Sumber-sumber Portugis pada permulaan abad ke-16 telah mencatat nama
"Makassar". Abad ke-16 "Makassar” sudah menjadi ibu kota
Kerajaan Gowa. Dan pada Abad itu pula, Makassar sebagai ibu kota sudah dikenal
oleh bangsa asing. Bahkan dalam syair ke-14 Nagarakertagama karangan Prapanca
(1365) nama Makassar telah tercantum.
3.
Bahasa. Dari
segi Etimologi (Daeng Ngewa, 1972:1-2), Makassar berasal dati kata
"Mangkasarak" yang terdiri atas dua morfem ikat "mang" dan
morfem bebas "kasarak". Morfem ikat "mang" mengandung arti:
a). Memiliki sifat seperti yang terkandung dalam kata dasarnya. b). Menjadi
atau menjelmakan diri seperti yang dinyatakan oleh kata dasarnya.
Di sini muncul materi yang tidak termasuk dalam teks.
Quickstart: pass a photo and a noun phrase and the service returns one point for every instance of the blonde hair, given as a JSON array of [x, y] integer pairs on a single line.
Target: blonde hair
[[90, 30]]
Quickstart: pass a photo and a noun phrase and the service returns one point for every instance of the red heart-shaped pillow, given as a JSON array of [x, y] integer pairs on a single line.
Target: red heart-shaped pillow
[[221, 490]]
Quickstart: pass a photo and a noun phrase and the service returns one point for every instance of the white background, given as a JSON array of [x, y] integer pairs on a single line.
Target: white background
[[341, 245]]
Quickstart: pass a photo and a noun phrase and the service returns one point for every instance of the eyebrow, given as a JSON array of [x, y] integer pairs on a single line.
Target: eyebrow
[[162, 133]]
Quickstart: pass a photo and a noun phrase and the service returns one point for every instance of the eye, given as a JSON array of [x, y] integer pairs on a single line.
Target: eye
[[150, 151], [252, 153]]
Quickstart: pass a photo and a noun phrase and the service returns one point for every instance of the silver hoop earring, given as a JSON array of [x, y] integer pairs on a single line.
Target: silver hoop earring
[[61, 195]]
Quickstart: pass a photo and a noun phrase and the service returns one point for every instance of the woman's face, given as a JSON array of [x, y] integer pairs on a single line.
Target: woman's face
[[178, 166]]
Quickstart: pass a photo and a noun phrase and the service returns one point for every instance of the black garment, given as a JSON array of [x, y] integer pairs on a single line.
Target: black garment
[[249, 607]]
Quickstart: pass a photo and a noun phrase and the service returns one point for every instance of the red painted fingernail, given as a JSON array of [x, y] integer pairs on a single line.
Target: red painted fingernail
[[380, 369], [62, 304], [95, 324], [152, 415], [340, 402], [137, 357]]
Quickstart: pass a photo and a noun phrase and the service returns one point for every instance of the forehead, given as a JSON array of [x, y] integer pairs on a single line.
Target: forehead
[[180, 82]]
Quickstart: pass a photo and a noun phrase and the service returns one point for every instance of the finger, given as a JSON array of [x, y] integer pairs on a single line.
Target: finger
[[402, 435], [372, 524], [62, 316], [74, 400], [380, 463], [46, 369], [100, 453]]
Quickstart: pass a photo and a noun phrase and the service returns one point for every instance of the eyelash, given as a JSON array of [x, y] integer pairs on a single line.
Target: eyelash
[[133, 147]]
Morfem bebas
"kasarak" mengandung (arti: a). Terang, nyata, jelas, tegas. b).
Nampak dari penjelasan. c). Besar (lawan kecil atau halus).
Jadi, kata "Mangkasarak" Mengandung arti
memiliki sifat besar (mulia) dan berterus terang (Jujur). Sebagai nama, orang
yang memiliki sifat atau karakter "Mangkasarak" berarti orang tersebut
besar (mulia), berterus terang (Jujur). Sebagaimana di bibir begitu pula di
hati.
John A.F. Schut dalam buku "De Volken van Nederlandsch lndie"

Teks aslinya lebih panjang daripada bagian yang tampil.